L’examen peut également être réalisé dans le cadre d’un bilan préopératoire afin d’étudier de manière la plus précise possible l’anatomie vasculaire et la vascularisation d’une tumeur par exemple.
Les résultats de l’examen serviront de base à la discussion pluridisciplinaire qui déterminera la prise en charge qui vous sera proposée et expliquée en consultation.
Déroulement de l'examen
Afin d’éviter les infections, le médecin qui pratique l’examen porte une tenue “stérile”. L’équipe paramédicale désinfecte la peau à hauteur du pli de l’aine et/ou du poignet (le plus souvent à droite). On vous recouvre ensuite d’un champ stérile avec un ou des orifices permettant de travailler. Une anesthésie locale est pratiquée en regard de l’artère fémorale ou radiale et un petit tuyau (introducteur) y est placé. Cet accès permet ensuite de coulisser un second tuyau (cathéter) qui sera guidé par le médecin sous contrôle radiologique jusqu’aux artères que l’on souhaite étudier. Plusieurs séries d’images sont alors réalisées en injectant du produit de contraste iodé dans le flux sanguin à l’aide du cathéter et en faisant des radiographies dynamiques de de ce “moulage” des vaisseaux. A chaque injection, vous pouvez ressentir une sensation de chaleur dans la tête, une sensation de vertige, un goût métallique, des scintillements visuels. Ces symptômes durent quelques secondes et disparaissent ensuite complètement.
Certains médicaments (anticoagulants, vasodilatateurs, antiallergiques…) peuvent vous être administrés par voie artérielle ou veineuse en cours de procédure après information par l’équipe.
Une fois l’examen terminé, tout le matériel est ôté du patient.
En cas d’accès au pli inguinal, une compression est assurée au point de ponction pendant quelques minutes afin de prévenir la formation d’un hématome. Un pansement compressif est ensuite placé au en regard du point de ponction et vous devrez rester allongé minimum 4 à 6 heures.
En cas d’accès au poignet, un bracelet compressif gonflable sera placé pendant quelques heures et progressivement dégonflé mais vous pourrez lever et marcher dès la fin de l’examen. Par contre, vous devrez limiter l’utilisation du poignet dans les heures suivant la ponction.
Dans les deux cas, nous recommandons de ne pas conduire le jour de l’examen.
Risques de l'examen
Avec les techniques modernes, l’angiographie est un examen sûr.
On distinguera des complications de type locales, générales ou liées au cathétérisme.
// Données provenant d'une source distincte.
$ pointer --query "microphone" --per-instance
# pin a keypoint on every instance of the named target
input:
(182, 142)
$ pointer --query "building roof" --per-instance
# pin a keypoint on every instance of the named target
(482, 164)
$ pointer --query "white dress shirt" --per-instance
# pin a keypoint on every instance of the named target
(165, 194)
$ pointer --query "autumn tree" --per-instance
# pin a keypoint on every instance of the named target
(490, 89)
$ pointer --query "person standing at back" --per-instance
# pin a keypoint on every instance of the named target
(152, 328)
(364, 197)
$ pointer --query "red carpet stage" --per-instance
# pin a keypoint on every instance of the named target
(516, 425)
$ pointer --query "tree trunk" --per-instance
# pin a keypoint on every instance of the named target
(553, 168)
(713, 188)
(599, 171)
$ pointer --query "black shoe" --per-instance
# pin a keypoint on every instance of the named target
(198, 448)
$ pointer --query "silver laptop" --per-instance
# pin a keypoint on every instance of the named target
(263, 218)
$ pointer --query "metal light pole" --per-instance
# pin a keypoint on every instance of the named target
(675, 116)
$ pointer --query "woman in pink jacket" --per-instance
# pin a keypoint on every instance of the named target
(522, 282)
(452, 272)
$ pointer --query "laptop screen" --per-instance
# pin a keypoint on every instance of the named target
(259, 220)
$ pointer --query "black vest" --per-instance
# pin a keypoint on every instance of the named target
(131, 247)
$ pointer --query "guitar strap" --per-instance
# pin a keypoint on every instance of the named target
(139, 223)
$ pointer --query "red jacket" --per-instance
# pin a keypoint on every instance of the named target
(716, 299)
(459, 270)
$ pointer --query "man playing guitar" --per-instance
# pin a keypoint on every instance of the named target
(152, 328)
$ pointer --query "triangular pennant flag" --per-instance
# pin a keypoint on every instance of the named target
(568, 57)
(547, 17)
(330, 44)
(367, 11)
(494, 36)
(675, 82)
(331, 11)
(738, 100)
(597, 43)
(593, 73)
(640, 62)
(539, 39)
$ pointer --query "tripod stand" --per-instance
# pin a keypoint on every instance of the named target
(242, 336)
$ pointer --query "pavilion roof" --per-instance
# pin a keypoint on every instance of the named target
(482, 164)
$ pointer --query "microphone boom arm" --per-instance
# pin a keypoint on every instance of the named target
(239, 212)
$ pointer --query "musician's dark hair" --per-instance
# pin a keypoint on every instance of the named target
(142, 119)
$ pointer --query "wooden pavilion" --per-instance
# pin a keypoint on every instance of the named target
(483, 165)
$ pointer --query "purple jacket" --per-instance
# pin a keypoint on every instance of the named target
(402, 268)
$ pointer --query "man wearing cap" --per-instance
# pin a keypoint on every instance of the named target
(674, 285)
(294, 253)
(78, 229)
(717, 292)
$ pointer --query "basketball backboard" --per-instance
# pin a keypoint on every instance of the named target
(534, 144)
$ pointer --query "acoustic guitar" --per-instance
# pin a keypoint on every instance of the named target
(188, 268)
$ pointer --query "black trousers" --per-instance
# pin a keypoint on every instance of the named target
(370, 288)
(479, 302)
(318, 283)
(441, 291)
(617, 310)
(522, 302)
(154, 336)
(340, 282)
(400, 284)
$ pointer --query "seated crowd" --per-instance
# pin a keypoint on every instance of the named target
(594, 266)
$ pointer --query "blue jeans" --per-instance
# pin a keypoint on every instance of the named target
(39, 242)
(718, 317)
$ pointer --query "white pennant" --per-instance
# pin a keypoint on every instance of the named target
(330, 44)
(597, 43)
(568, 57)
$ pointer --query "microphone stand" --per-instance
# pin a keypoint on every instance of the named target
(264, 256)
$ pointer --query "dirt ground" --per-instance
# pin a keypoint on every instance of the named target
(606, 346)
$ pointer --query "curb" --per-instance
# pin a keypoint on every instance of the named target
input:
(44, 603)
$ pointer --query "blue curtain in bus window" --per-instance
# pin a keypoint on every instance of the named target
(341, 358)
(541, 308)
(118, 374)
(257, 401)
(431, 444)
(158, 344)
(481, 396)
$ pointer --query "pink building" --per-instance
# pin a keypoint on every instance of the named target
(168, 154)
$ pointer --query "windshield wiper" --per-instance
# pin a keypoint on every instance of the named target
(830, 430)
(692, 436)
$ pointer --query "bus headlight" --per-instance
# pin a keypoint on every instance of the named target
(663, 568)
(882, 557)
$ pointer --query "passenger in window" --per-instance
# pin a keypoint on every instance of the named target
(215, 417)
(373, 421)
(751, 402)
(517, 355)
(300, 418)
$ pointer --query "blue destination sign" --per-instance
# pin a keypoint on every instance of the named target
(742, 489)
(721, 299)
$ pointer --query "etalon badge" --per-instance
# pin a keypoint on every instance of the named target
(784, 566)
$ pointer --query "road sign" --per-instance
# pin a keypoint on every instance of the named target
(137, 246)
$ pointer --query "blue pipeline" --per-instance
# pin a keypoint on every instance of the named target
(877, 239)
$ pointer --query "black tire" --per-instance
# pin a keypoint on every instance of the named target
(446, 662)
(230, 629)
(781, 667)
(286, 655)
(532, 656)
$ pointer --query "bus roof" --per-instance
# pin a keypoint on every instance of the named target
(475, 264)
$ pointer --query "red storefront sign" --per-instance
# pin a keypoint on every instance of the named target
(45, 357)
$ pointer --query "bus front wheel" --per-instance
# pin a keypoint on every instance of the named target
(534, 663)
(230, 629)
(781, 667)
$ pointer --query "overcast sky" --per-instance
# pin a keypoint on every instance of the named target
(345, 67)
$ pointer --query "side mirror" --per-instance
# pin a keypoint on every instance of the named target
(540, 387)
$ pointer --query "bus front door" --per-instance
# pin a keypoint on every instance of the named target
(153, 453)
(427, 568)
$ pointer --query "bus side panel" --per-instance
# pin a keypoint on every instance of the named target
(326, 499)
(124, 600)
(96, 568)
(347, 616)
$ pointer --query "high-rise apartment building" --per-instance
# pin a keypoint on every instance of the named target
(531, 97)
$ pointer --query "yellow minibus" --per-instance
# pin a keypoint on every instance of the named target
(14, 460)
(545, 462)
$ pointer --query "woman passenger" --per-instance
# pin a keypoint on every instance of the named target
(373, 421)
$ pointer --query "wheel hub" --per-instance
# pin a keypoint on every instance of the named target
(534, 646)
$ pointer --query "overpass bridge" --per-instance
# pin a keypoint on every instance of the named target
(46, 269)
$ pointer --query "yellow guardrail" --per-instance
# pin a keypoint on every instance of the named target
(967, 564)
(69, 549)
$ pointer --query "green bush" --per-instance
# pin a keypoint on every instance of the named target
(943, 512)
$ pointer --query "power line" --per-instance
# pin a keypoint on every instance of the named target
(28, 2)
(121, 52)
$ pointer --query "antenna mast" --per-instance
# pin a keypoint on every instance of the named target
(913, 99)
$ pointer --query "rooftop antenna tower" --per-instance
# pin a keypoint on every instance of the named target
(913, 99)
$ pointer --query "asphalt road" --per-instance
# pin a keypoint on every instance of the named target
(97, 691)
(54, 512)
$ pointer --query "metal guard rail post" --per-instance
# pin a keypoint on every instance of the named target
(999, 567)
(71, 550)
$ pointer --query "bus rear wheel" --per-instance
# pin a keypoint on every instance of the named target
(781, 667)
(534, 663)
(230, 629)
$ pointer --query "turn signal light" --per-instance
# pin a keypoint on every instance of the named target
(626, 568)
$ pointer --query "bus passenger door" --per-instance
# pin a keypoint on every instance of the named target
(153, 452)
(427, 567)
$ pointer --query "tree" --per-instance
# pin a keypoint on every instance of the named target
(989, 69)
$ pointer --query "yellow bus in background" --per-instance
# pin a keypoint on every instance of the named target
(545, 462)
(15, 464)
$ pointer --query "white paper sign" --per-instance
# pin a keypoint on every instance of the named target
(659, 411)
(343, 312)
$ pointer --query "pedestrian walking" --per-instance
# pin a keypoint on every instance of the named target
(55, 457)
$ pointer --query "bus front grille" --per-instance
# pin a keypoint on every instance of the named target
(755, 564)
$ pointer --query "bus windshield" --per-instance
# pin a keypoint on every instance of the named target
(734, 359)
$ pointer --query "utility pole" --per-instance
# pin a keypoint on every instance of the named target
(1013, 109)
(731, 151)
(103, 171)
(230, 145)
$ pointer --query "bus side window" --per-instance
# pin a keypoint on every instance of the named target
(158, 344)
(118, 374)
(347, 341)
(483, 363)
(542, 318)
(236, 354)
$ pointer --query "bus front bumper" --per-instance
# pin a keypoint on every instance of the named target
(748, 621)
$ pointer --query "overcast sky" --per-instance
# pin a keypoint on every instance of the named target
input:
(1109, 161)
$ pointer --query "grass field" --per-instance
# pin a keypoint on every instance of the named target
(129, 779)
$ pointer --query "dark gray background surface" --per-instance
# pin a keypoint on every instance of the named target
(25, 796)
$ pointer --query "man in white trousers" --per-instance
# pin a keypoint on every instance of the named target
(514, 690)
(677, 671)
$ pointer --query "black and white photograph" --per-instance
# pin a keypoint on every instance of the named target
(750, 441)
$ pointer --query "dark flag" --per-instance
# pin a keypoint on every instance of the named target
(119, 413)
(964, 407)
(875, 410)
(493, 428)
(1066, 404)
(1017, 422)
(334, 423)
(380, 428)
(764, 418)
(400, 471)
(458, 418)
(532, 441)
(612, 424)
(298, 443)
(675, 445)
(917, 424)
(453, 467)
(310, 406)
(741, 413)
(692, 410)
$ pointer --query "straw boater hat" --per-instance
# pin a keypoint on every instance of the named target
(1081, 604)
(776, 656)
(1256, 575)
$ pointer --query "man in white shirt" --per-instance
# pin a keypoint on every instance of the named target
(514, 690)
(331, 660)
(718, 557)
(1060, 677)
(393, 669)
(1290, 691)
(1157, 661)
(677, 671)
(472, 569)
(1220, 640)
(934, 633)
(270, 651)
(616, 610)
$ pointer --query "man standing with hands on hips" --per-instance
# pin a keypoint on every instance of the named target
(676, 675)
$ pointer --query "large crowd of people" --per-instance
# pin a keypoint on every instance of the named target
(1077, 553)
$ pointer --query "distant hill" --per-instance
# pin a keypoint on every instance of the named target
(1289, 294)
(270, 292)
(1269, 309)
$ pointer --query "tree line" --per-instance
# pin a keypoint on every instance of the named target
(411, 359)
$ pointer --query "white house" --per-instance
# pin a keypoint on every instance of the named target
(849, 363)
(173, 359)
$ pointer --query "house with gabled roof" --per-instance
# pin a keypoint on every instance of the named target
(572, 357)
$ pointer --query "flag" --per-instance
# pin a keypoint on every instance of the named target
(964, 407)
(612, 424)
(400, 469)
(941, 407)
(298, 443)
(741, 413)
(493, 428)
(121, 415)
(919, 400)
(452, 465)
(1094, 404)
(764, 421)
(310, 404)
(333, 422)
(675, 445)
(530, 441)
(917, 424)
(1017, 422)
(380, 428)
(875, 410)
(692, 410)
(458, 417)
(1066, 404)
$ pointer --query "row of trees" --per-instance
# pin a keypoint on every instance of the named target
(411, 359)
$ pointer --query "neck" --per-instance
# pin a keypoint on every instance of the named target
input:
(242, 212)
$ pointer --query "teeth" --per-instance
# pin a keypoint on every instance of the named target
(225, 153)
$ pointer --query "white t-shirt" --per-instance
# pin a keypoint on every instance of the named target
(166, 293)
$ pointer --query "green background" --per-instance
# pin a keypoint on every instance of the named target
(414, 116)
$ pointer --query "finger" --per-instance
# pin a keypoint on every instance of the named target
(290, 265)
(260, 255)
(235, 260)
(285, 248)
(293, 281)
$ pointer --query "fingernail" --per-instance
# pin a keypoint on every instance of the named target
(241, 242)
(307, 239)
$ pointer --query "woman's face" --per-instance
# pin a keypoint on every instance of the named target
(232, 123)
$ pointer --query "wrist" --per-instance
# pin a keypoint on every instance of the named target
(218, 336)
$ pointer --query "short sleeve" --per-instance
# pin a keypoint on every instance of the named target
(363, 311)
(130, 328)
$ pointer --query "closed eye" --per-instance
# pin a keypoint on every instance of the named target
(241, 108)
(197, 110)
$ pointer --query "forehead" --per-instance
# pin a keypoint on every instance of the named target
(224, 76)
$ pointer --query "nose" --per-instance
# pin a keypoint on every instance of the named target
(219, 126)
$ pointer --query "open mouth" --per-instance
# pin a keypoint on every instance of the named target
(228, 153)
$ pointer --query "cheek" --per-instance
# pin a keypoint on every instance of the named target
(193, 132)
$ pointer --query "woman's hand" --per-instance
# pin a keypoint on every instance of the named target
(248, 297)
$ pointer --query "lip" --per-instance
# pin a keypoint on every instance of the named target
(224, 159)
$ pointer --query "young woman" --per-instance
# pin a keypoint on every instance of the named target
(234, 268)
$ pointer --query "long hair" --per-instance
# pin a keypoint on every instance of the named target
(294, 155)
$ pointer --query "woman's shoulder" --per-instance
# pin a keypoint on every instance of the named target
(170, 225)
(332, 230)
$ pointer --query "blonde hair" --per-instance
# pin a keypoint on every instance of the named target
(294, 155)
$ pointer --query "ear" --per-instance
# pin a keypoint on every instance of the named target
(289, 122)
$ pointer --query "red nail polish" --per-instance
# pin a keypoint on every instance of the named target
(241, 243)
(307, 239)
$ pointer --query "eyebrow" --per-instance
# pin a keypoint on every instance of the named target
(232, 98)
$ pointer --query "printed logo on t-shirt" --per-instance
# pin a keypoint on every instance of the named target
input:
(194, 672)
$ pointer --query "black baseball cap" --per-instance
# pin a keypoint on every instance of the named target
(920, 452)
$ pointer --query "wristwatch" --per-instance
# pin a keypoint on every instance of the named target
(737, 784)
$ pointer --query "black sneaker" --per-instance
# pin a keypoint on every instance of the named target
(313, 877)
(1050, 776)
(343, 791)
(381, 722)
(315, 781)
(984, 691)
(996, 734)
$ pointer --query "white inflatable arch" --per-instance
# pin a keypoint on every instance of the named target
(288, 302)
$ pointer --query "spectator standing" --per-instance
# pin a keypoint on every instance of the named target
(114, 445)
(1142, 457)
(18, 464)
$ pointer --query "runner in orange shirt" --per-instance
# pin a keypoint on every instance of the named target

- Locales : au niveau du point de ponction, il peut se produire un hématome qui se résorbera en deux ou trois semaines. Plus rarement, un rétrécissement ou une occlusion de l’artère qui sert d’accès pour la procédure peut survenir. De façon exceptionnelle, il peut être nécessaire de réaliser une procédure de revascularisation urgente afin de ne pas mettre le membre en danger.
- Générales : les risques sont liés à l’injection du produit de contraste iodé. L’injection peut entraîner une réaction d’intolérance. Elles sont généralement transitoires et sans gravité. Elles peuvent être plus sévères et se traduire par des troubles cardio-respiratoires et nécessiter un traitement. En cas d’insuffisance rénale préexistante, celle-ci peut être aggravée par le produit de contraste. Une hydratation adaptée par voie intraveineuse permet de réduire fortement ce risque.
- Cathétérisme : le cheminement du cathéter dans les artères peut entraîner une lésion de celles-ci ou une occlusion à distance par l’intermédiaire d’une embolie (caillot sanguin, plaque d’athérome migrant à distance). Le risque de présenter un accident grave ou définitif est estimé selon les données de la littérature scientifique à 0,5 %, et varie en fonction de votre état de santé initial et de la maladie qui justifie l’examen.